I remember hitting the beach in November 2014. It had been a month or so since I had a stroke, and I was still dealing with many of the effects caused by a part of my brain dying. I was dizzy most of the time, and my balance was what I’d call “challenging, at best”. I could not climb down steps without a rail or assistance of some kind, and my eyesight was still not as reliable as it once was.

Throughout the recovery process, I took on challenges with a “yes, I can” attitude that I believe helped dramatically speed up my recovery. I would meditate on regaining my vision, internally visualizing the act of seeing as well as the rerouting of the necessary neural pathways. I would use those visualization techniques in learning to walk again, in rebuilding my strength, and in finding the joy that resided deep within me. I would not choose the darkness even in my blindness, and I would not choose being a victim even in my disability.

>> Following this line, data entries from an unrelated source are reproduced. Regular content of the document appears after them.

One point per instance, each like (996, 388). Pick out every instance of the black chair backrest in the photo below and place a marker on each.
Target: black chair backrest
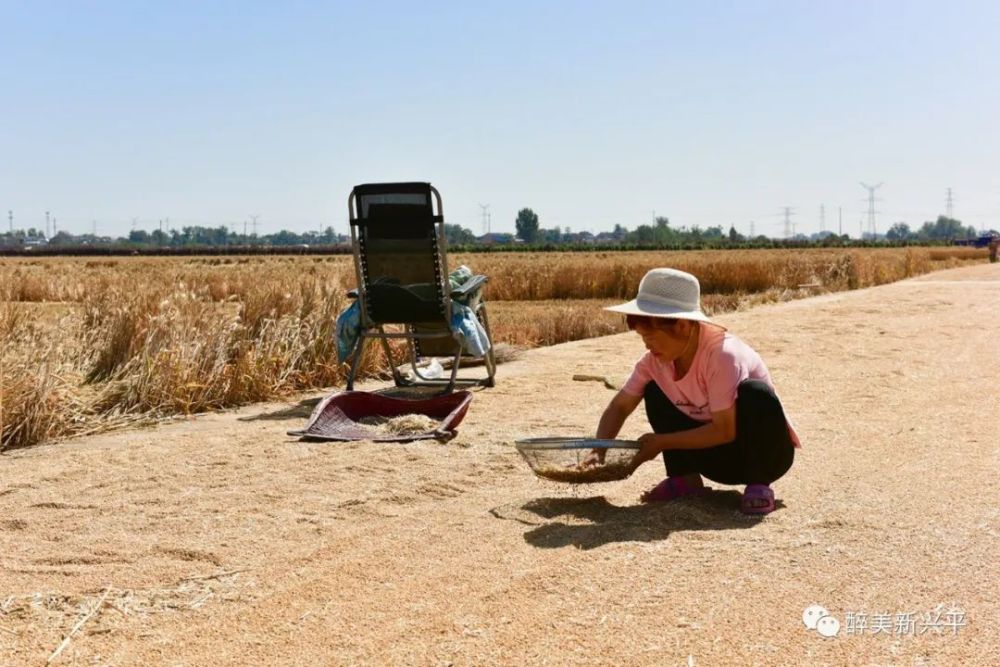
(397, 248)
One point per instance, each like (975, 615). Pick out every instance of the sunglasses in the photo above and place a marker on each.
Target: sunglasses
(633, 321)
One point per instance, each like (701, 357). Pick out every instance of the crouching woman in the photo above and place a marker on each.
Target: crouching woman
(708, 397)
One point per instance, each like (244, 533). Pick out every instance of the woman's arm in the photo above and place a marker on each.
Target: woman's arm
(614, 416)
(720, 430)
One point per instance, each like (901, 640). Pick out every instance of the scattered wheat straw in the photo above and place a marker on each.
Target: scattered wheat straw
(410, 424)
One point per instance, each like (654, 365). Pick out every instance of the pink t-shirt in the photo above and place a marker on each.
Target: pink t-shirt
(720, 364)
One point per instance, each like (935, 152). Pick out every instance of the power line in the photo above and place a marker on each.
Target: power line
(871, 207)
(788, 212)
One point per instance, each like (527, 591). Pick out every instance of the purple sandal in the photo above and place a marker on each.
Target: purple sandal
(757, 499)
(672, 488)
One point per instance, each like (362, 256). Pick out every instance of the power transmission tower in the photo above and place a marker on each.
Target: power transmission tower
(486, 218)
(871, 208)
(788, 212)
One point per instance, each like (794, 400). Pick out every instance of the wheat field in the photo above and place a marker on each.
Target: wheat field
(88, 345)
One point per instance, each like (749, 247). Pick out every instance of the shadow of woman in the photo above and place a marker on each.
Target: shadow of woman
(604, 523)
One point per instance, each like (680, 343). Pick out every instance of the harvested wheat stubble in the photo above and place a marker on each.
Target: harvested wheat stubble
(578, 474)
(409, 424)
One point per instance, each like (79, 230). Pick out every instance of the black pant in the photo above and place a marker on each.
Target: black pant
(761, 452)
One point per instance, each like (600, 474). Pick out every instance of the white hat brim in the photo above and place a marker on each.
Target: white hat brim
(654, 309)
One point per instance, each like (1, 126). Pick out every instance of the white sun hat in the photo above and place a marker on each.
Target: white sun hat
(667, 293)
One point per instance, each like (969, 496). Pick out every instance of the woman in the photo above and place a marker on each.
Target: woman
(708, 397)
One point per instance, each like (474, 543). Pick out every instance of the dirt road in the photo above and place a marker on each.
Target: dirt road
(219, 540)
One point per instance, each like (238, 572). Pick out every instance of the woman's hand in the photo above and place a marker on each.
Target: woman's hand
(649, 447)
(594, 459)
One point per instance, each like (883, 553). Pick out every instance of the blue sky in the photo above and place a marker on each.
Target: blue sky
(590, 113)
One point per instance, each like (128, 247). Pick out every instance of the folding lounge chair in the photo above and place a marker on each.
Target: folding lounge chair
(402, 271)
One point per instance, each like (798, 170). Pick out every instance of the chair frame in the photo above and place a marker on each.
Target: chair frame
(371, 329)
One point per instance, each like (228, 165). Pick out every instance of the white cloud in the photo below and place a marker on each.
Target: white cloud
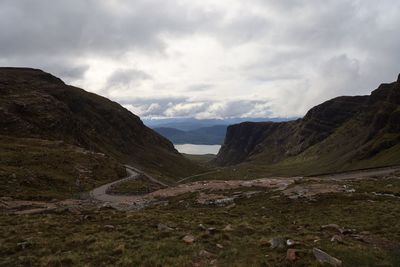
(208, 58)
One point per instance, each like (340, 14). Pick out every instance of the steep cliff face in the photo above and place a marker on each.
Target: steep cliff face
(351, 129)
(36, 104)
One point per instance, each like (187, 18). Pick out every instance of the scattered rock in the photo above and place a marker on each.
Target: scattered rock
(290, 243)
(205, 254)
(215, 200)
(23, 245)
(331, 226)
(188, 239)
(278, 242)
(211, 230)
(337, 239)
(324, 257)
(109, 227)
(164, 228)
(120, 249)
(231, 206)
(106, 206)
(337, 228)
(228, 228)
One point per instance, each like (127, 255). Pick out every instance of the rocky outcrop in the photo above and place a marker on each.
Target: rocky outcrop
(36, 104)
(348, 128)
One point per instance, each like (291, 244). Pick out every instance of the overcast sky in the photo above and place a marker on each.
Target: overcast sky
(208, 58)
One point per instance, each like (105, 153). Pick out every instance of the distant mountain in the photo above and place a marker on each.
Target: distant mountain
(213, 135)
(188, 124)
(340, 134)
(36, 107)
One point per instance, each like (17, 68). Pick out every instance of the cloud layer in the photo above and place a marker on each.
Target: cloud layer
(208, 59)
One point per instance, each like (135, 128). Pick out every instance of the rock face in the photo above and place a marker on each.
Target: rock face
(354, 130)
(35, 104)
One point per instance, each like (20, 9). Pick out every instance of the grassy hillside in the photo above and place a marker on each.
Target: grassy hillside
(344, 133)
(35, 104)
(43, 169)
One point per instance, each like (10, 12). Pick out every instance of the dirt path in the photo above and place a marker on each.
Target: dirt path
(361, 173)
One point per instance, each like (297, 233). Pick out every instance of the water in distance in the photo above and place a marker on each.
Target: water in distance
(198, 149)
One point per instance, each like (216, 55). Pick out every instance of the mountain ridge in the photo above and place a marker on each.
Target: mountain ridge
(36, 104)
(339, 134)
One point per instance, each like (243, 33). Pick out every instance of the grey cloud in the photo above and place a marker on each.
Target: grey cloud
(180, 107)
(308, 50)
(123, 77)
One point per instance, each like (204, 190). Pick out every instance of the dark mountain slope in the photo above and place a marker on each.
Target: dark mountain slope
(213, 135)
(342, 133)
(36, 104)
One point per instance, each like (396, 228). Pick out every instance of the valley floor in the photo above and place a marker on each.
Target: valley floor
(265, 222)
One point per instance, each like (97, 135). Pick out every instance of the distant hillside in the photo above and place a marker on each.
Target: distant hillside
(213, 135)
(340, 134)
(36, 106)
(188, 124)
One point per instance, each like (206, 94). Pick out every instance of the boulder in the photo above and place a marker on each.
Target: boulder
(278, 242)
(323, 257)
(164, 228)
(189, 239)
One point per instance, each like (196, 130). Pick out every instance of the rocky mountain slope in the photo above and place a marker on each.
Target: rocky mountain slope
(38, 106)
(342, 133)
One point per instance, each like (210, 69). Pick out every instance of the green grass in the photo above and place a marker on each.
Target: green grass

Instead, I choose my power and decided to “do the best I could”. I set no lofty goals save doing my best, and I would not get down on myself or the world when my best did not meet a prescribed standard. I would accept my “new normal” and let whatever came my way through hard work, meditation, and circumstance to flow.

When the recovery process was complete, my neurologist ask me to confer with him because of what he deemed “a miraculous recovery”. He asked me about my process, about my attitude, about what I saw as a stroke victim who had recovered quite quickly. I first corrected him, suggesting to him that the first key was that I was not a “stroke victim” but rather a “stroke student”. I had experienced and learned so much from being stricken that I could not see myself as a victim. I was a student, and I had be so well taught.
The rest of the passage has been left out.